RBI quietly buries specialised cadre plan
The Reserve Bank of India (RBI) is learnt to have quietly shelved the plan for raising a specialised supervisory and regulatory cadre (SSRC) to strengthen its supervisory wing to check bank frauds and other regulatory violations in the system.
About a year ago, the apex bank had assured the Parliamentary Standing Committee on Finance about the cadre, but the plan hasn't made any headway since.
After Punjab National Bank (PNB) scam, questions were raised over the RBI's supervision of scheduled commercial banks. In response, RBI had come up with a grandiose plan of creating an SSRC. Its Central Board had, in May 2019, approved the creation of such a cadre and the RBI had announced the creation of SSRC on November 1, 2019.
The RBI has silently buried the plan and even its latest annual report has no mention of the SSRC.
The RBI spokesperson is yet to respond to a mail sent in this regard.
Explaining the reasons for shelving the SSRC, the source, however, said the scheme drew a lukewarm response for several reasons. "Merely 5 per cent of its staff opted for the SSRC. The poor response was mainly due to apprehension among the staff regarding the HR issues like lack of mobility, promotional avenues, etc.
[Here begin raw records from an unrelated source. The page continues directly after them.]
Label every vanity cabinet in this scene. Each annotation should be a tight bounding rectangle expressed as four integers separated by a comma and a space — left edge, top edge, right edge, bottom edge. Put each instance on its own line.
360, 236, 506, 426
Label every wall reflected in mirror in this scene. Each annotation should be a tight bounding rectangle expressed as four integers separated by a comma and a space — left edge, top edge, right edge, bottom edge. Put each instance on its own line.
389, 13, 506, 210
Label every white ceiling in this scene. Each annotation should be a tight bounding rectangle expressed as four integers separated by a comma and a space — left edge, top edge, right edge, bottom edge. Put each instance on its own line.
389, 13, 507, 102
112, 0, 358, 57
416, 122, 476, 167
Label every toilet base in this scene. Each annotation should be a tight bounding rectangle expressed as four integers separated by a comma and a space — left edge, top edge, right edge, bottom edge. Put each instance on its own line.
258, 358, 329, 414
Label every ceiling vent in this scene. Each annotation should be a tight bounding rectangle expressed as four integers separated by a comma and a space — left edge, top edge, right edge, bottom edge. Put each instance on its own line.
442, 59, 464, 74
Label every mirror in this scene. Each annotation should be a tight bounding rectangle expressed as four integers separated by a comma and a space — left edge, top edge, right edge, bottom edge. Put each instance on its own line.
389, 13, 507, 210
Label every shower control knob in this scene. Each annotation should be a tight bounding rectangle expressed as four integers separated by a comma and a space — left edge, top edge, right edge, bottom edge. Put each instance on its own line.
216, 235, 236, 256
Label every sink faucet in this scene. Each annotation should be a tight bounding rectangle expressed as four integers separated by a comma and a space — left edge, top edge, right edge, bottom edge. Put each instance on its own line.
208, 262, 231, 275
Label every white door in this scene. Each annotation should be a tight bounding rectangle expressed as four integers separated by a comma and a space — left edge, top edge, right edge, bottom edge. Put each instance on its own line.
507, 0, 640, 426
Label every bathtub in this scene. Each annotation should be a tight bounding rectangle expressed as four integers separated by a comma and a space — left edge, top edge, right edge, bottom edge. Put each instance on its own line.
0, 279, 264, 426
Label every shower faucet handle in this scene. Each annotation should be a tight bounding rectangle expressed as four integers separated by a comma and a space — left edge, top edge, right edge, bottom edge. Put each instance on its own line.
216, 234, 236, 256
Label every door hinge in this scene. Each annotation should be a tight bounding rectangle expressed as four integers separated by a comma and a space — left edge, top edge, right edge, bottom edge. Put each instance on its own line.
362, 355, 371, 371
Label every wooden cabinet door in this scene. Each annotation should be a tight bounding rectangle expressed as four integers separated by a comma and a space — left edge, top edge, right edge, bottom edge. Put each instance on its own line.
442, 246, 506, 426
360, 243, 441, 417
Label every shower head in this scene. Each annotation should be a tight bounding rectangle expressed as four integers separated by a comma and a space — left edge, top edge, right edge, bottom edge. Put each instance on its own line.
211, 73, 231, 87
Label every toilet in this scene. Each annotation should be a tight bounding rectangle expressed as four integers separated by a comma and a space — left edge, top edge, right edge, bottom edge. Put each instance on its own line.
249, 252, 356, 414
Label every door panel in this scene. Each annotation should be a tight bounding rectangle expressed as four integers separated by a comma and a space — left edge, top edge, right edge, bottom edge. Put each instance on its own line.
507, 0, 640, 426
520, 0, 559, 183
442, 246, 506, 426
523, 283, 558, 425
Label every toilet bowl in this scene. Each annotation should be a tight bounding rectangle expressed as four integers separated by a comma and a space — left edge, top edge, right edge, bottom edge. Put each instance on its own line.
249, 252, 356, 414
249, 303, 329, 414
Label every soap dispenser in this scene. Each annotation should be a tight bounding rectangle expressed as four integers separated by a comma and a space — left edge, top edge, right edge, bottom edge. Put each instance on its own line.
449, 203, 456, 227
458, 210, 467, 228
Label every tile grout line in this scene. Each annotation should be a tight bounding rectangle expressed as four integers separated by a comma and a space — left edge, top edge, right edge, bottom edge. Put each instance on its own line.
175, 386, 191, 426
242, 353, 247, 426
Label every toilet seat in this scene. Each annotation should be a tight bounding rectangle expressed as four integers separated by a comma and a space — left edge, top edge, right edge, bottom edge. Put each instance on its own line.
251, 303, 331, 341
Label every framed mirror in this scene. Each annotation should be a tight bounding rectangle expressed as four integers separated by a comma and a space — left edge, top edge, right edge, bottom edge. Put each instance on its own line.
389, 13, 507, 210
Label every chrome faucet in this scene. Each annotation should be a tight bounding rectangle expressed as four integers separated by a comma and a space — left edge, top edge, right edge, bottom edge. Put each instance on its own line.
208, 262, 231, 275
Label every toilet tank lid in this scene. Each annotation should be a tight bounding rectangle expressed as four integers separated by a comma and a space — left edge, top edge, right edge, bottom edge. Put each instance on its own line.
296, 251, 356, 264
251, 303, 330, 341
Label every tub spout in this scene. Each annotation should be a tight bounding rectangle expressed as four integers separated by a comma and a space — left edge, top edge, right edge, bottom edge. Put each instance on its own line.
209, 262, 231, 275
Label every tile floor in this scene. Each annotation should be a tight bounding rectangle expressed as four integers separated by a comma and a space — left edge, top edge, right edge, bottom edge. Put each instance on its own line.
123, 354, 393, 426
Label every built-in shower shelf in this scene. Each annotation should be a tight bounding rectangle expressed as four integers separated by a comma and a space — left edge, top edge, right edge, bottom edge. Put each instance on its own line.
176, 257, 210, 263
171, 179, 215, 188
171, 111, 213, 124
Besides, there was no proper communication or stakeholder consultation by top management. The unions also opposed the move," the source said.
Another reason is that "traditionally, the supervisory vertical is headed by a deputy governor, who comes from a commercial bank. This leads to obvious conflict of interest. He heads the department, which is supposed to examine his own performance as managing director of the commercial bank."
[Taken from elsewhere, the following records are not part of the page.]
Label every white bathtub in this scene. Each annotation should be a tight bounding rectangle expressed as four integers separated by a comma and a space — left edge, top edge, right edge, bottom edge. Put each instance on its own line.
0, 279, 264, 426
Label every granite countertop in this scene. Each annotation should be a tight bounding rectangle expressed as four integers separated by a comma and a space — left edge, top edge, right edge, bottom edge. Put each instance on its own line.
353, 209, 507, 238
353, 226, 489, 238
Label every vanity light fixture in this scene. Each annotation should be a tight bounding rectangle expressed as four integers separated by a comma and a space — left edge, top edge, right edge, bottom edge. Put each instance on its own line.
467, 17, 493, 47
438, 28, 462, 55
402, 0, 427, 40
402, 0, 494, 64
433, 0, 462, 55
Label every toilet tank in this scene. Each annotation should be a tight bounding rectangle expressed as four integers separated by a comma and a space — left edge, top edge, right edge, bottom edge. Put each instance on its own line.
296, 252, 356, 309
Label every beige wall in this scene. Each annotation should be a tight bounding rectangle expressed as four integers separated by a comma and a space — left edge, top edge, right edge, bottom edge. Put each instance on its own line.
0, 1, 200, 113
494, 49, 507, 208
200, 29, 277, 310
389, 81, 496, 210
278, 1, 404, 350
"There have been several instances in the past where serious concerns, regulatory violation and even vigilance cases had to be dropped from the (assessment) report. Further, in many cases it has led to vindictive action even to the extent of blocking the promotion of the entire supervisory team examining the particular bank," the source said.
"Incidentally, RBI is one of the very few public institutions in India, which does not have a whistleblower policy or effective grievance redressal system. Also, the RBI as a regulator, must display highest standards of corporate governance for financial institutions to emulate," the source said.